When the going gets tough, the rich in Russia go shopping, but as the economy worsens there will soon be more up for sale than just luxury goods. Fiona Clark reports from Moscow.
We all know Russians have dark and tortured souls - just look at their literature - but another scale of unhappiness called the 'misery index' relates levels of inflation and unemployment to the amount of social and economic pain those indicators inflict. At the moment, according to Bloomberg, Russia is the fourth most miserable country in the world, surpassed only by Turkey (3), Argentina (2) and in the unfortunate position of first place, Egypt.
The index shows Russia has the second-highest inflation rate at 13 percent, one point behind Argentina, and an unemployment rate of 6 percent. Government statistics say real wages have dropped by about 9 percent.

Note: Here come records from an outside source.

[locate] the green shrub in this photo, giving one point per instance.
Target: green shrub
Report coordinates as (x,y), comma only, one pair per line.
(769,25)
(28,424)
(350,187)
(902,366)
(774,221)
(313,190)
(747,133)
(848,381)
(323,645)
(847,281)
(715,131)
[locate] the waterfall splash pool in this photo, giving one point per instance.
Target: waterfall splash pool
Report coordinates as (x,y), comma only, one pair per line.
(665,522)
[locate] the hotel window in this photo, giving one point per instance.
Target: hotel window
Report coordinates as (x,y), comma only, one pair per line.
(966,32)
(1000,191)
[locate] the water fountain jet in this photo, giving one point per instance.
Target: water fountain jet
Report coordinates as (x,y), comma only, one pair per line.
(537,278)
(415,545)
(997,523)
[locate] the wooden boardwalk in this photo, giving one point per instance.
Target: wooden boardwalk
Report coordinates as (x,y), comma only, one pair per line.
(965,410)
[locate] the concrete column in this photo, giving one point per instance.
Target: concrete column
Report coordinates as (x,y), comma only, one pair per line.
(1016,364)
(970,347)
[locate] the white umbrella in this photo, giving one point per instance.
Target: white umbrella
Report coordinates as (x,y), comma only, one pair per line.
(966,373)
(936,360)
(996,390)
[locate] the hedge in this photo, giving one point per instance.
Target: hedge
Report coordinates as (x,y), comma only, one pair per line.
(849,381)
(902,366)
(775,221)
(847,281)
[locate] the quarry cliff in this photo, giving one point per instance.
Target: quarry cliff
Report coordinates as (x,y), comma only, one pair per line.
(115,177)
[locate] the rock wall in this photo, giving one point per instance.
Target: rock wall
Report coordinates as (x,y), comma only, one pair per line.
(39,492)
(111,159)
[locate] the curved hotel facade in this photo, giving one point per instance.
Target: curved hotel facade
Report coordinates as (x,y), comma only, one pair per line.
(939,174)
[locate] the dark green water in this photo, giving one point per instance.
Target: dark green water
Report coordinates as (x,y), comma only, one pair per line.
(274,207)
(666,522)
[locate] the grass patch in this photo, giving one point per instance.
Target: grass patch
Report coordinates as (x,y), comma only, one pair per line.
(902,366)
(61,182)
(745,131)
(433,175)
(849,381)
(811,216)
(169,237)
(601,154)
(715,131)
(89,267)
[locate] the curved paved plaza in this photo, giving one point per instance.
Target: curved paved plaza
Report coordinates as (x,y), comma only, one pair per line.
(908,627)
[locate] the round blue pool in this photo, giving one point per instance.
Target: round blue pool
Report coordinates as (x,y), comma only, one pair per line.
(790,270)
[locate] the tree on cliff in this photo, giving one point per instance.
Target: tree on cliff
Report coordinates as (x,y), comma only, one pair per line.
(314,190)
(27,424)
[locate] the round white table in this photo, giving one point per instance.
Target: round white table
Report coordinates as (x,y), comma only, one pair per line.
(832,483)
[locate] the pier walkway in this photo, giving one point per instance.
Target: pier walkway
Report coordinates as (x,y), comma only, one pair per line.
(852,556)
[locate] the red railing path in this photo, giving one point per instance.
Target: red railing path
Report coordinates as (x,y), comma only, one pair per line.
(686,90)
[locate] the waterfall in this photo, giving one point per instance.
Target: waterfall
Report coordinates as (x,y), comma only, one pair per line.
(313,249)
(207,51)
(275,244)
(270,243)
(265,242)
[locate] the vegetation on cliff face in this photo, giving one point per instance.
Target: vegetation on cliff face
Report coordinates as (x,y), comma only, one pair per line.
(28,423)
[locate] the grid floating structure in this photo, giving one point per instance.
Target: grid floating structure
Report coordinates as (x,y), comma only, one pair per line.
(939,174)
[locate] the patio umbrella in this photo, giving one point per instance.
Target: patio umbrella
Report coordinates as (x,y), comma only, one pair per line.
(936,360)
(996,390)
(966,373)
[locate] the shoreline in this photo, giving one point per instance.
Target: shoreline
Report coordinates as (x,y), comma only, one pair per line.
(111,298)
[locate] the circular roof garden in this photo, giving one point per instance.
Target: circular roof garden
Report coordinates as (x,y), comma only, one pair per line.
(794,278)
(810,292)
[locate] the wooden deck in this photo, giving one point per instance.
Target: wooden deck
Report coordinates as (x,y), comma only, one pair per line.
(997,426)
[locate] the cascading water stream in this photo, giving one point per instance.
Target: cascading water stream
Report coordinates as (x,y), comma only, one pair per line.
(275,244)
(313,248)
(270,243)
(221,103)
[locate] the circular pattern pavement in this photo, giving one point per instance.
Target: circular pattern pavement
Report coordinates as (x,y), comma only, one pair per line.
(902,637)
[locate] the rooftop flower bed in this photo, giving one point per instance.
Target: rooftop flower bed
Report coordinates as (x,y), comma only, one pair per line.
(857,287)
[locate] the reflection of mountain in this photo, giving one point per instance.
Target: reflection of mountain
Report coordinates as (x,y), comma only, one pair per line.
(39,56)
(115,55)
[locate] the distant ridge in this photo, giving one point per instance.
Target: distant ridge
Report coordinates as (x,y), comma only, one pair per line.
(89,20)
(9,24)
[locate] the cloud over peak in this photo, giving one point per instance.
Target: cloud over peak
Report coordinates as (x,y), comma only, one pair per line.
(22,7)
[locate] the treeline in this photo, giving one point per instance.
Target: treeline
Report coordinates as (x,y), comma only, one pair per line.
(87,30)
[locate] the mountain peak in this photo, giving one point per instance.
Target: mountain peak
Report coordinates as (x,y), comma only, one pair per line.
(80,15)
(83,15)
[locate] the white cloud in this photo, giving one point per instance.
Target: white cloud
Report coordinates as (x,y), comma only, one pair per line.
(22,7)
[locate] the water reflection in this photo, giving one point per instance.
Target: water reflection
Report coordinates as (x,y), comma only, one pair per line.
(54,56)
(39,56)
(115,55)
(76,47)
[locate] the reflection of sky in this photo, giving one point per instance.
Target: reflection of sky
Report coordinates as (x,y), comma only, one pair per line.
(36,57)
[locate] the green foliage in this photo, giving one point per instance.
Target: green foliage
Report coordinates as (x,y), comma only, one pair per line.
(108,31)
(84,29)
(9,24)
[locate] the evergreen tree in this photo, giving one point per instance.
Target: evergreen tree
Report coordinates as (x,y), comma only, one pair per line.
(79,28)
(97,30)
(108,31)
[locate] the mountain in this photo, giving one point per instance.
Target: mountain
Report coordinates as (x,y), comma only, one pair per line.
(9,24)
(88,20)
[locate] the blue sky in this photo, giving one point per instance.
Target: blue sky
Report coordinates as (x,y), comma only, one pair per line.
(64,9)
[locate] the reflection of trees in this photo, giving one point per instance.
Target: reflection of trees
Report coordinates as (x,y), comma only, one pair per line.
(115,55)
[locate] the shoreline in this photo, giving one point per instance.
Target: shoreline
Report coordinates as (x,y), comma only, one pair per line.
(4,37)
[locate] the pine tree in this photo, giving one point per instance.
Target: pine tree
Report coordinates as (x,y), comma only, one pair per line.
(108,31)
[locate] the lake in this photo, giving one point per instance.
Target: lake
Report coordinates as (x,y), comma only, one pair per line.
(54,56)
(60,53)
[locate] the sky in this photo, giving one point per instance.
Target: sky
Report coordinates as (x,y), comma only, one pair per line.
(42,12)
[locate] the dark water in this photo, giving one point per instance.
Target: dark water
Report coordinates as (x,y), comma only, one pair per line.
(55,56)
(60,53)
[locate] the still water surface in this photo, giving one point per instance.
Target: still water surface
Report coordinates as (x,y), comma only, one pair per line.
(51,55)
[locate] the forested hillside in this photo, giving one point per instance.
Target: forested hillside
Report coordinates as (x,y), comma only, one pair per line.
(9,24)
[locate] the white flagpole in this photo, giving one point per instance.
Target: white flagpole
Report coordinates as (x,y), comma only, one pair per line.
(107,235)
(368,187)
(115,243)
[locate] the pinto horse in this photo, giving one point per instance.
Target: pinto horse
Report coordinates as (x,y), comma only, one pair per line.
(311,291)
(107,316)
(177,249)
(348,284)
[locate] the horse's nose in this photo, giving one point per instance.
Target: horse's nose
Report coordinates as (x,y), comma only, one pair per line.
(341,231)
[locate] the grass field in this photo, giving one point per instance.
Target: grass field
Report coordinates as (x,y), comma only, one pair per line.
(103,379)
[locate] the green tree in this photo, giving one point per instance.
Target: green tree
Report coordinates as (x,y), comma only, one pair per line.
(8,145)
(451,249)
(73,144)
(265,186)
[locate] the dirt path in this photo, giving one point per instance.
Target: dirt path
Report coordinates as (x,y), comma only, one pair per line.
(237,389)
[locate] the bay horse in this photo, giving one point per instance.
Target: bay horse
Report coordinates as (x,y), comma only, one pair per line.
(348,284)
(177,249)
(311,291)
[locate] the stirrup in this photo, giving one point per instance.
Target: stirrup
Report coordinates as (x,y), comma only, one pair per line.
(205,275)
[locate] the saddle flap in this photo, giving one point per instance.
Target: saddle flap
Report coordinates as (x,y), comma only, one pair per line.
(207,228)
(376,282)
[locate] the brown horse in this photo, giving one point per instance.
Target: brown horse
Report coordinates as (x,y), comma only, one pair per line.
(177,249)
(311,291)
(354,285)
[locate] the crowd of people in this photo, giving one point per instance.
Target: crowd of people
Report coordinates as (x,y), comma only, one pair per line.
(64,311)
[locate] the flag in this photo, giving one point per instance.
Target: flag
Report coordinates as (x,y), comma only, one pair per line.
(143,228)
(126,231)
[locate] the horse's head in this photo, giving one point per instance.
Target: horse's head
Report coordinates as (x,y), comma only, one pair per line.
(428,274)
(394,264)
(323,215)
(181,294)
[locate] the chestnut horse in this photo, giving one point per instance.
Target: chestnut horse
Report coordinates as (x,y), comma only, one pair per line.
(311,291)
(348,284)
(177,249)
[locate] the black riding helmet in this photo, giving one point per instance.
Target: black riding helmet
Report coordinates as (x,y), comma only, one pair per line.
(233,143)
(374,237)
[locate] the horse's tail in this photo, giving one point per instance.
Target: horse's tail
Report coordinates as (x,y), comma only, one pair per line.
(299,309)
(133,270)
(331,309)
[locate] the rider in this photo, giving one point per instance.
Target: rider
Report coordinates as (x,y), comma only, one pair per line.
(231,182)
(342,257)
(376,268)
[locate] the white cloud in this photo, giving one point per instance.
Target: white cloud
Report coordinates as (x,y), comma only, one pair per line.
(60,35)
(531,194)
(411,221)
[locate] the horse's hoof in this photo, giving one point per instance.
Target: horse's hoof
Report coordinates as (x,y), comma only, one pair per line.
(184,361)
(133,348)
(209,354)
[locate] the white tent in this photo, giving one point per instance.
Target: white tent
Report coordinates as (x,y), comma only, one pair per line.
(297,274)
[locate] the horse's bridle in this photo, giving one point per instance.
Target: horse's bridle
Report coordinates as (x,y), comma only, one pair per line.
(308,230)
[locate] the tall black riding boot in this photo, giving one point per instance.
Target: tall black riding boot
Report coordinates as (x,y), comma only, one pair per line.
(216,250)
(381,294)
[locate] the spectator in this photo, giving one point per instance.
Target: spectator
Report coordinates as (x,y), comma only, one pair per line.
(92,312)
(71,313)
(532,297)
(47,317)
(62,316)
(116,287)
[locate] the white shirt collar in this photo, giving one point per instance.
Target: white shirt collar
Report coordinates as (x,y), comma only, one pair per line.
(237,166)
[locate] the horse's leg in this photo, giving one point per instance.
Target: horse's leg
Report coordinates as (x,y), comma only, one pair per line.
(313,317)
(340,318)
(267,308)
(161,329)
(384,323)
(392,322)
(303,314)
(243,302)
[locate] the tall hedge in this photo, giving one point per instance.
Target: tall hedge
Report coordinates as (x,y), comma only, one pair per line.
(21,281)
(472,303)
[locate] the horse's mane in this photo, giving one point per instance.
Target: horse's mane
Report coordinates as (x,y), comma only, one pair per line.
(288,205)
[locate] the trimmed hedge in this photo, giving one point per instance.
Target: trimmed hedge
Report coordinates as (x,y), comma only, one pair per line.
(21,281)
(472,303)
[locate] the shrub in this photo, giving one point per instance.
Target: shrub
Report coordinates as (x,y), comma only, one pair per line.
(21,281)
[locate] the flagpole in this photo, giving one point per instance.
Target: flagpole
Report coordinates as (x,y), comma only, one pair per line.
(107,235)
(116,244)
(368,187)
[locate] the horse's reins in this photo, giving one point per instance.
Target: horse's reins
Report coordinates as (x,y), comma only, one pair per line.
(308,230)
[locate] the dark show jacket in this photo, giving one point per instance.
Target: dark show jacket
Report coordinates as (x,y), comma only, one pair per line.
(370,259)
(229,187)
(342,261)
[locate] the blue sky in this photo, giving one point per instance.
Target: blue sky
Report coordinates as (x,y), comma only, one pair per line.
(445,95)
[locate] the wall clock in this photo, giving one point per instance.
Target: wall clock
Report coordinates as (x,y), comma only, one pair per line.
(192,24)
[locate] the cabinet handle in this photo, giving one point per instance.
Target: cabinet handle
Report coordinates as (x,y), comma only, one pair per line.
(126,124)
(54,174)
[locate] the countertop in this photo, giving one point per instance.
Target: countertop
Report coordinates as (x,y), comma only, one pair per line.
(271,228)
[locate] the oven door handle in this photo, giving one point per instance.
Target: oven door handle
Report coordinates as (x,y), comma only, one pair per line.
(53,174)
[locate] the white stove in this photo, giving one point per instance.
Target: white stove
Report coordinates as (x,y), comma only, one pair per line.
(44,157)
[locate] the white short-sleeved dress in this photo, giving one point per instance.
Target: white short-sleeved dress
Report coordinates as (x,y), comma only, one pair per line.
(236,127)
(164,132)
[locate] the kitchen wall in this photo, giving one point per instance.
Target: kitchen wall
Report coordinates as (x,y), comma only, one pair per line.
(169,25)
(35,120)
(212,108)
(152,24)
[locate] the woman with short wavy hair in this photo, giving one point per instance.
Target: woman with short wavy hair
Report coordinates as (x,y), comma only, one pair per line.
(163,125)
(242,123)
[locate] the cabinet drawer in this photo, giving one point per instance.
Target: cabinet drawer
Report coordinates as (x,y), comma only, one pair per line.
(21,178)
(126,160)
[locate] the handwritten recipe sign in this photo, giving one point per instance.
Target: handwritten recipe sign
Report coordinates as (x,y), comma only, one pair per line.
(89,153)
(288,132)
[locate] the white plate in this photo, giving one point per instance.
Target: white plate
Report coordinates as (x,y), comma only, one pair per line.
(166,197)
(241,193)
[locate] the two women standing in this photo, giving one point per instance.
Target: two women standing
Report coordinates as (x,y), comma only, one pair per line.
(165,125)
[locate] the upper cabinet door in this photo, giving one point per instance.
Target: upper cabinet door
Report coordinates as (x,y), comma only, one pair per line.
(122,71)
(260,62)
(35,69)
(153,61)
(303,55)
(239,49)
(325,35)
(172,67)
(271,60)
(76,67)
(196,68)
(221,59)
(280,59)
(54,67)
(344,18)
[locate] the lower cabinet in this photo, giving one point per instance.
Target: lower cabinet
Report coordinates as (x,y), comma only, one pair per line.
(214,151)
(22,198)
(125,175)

And grumbles are growing. Protesters in the southern city of Rostov-on-Don took to the streets last weekend using humor to get their point across. In a parody of the support shown to those killed at Charlie Hebdo they carried signs saying "Je suis Ruble." Others read "Indecent behavior by the ruble: How low you have fallen!" and "Get up, it's time to catch up with Africa." Perhaps the most poignant read "The ruble hasn't fallen, only slipped. On a piece of salo" - a type of cheap salty cured pork fat which might now almost be considered a delicacy as buying power diminishes.
The independent opinion pollster the Levada Center says people's patience is running out. Speaking at its annual conference which was devoted to economic issues, research professor Natalia Tikhonova predicted it would only be about another 12 months before these types of small and humorous protests are replaced by mass protests.
Tikhonova said 28 percent of the population was working in extra part-time jobs to support themselves. Luxury goods and holidays abroad were fast becoming a thing of the past for many of the middle class, but in the villages and regional areas the situation was even worse. There, she said, people were suffering from mass dismissals from factory lay-offs and if they had a job, they weren't being paid. Workers were being exploited by employers, and the share of unemployed had doubled over the last year.
A tale of two economies
But the misery, it seems, isn't evenly spread. Back in Moscow and St. Petersburg the rich are shopping their cashmere socks off. Anecdotally, representatives of luxury brands have said sales - since the sanctions started - have boomed, and now Bloomberg reports that even though overall sales may have dropped by 10 percent in Russia, 2015 was a great year for luxury brands. Hermes, it says, has doubled its floor space in the luxury department store, GUM, while Prada said it has significant sales growth and Rolls Royce sales in Russia were the strongest in all of Europe. Market analysts say the rich are traveling abroad less and are spending their money at home instead.
And soon they may have even more to buy. In a bid to slow the economy's slide into oblivion along with the oil-price dependent ruble, the government is planning on selling off a stake in its oil and diamond companies as well as some parts of the banking sector. With its budget set on an oil price of $50 a barrel, and oil currently trading about $20 below that, the sale of part of these assets could net the government a healthy few billion dollars.
Rosneft and Bashneft (oil producers) and the diamond producer Alrosa are among the most likely candidates for privatization this year, according to the economic development minister, Alexei Ulyukayev. President Vladimir Putin says Russia will maintain a controlling stake in the companies and that he doesn't want them sold at fire-sale prices. Analysts have questioned whether the sale will actually go ahead, but economic expediency may rule the day - and that's when Russia's rich will really go to town.